BONN (Jan. 10)
The Federal Cabinet has approved, and sent to the Federal Council for concurrence, the draft of an implementation regulation to the 1953 Federal Indemnification Law. Eighteen months after adoption of the law, this is the first regulation dealing with damage to property and with compensation for the impairment of economic prospects.
Heretofore, not a single payment falling under these and related categories has been made. In particularly urgent cases, advances and loans were granted, but never regular payments.

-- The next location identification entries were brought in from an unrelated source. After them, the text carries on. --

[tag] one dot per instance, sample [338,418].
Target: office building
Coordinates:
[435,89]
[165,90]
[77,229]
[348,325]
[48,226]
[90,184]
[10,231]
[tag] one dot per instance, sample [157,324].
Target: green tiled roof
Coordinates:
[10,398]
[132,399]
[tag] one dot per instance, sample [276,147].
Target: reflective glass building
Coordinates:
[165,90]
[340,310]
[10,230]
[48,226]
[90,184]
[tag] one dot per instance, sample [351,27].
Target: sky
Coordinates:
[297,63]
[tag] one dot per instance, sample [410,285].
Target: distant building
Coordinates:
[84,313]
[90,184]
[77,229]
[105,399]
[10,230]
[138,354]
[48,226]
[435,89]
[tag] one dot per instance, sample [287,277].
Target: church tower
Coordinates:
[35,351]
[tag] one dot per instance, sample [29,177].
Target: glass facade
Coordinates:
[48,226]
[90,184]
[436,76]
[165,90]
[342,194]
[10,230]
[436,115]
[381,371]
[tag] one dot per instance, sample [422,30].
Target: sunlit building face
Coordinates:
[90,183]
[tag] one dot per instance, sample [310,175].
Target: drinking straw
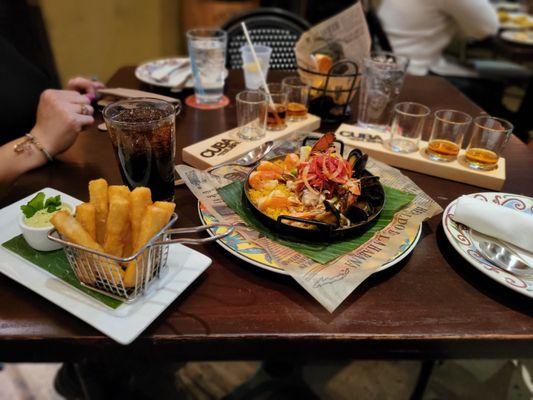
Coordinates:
[260,70]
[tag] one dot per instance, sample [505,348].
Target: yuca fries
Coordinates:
[141,198]
[117,226]
[115,222]
[99,199]
[154,219]
[86,216]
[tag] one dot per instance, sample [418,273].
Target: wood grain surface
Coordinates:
[433,304]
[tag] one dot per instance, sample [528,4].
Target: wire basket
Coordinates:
[104,273]
[331,94]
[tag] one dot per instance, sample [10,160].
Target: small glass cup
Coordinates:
[277,107]
[449,128]
[251,114]
[297,97]
[489,137]
[381,83]
[207,51]
[407,125]
[252,77]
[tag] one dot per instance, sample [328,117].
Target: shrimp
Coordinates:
[291,161]
[277,199]
[264,180]
[269,166]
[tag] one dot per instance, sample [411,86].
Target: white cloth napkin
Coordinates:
[493,220]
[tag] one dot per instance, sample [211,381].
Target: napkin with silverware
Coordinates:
[508,225]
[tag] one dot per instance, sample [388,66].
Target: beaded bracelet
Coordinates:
[28,140]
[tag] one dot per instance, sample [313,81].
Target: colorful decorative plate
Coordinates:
[460,237]
[248,251]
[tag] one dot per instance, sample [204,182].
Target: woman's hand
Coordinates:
[61,115]
[85,86]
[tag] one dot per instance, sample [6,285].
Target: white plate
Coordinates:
[237,245]
[461,239]
[520,37]
[144,71]
[126,322]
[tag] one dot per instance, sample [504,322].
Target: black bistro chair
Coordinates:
[272,27]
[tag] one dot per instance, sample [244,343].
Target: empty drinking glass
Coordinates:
[449,128]
[252,77]
[207,51]
[297,97]
[407,125]
[277,108]
[251,114]
[489,137]
[382,81]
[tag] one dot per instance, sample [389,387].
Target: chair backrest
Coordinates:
[273,27]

The new implementation regulation authorizes certain disbursements to “priority groups” the indigent, the elderly and those whose earning capacity is reduced by more than half due to sickness or injury. Once the new regulation enters into effect, Nazi victims from among these priority groups can, under certain conditions, obtain the amounts due them for the death of the breadwinner in the case of widows and minor children, for Nazi-inflicted injury to health or for illegal detention in jails and concentration camps.

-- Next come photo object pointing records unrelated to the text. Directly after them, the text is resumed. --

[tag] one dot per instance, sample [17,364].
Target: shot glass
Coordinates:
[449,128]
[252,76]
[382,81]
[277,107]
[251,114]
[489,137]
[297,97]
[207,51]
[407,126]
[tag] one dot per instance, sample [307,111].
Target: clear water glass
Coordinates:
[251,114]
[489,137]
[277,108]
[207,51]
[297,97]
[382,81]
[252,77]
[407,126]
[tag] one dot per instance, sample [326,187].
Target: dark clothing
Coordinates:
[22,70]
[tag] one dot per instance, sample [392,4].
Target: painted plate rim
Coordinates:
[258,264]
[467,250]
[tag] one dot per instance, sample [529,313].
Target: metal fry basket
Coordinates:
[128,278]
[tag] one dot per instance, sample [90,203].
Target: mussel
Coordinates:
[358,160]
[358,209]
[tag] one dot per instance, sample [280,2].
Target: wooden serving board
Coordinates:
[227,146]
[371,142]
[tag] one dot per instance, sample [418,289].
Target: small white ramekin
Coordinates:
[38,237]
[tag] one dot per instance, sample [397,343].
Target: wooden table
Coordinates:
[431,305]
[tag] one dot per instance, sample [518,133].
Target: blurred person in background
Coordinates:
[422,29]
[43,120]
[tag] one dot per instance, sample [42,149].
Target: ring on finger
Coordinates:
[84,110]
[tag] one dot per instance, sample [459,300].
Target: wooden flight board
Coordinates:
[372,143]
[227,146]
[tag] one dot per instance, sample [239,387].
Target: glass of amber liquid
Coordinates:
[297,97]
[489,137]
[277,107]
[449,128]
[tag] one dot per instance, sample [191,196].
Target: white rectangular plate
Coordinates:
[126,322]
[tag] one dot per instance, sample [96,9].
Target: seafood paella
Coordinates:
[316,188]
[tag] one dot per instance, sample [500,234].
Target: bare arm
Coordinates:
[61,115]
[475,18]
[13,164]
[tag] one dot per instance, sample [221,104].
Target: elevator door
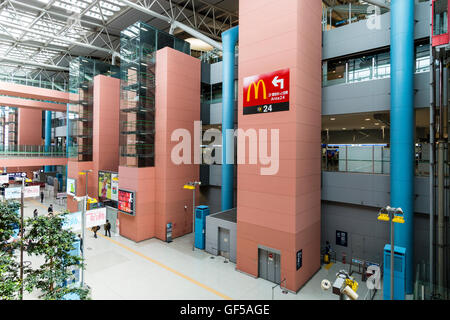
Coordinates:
[224,242]
[269,266]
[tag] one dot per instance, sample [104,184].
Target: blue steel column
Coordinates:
[48,135]
[229,39]
[68,142]
[403,126]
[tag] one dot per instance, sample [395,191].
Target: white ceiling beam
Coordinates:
[193,32]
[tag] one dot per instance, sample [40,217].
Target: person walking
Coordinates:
[107,229]
[95,229]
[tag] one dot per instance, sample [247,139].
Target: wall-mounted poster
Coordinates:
[127,201]
[4,178]
[108,186]
[114,186]
[341,238]
[71,187]
[104,185]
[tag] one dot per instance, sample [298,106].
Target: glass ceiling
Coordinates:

The Indemnification Law provides for certain limited payments, to Nazi victims who were formerly residents of Germany, for damage to property–for instance, when Jewish apartments and stores were destroyed in the November, 1938 pogroms–and for impairment of economic and professional advancement and prospects through discriminatory Nazi action. Under the first heading, claimants from the priority groups can receive amounts up to $2,400, according to the new regulation, while for impairment of advancement and prospects, a maximum of $1,200 has been fixed.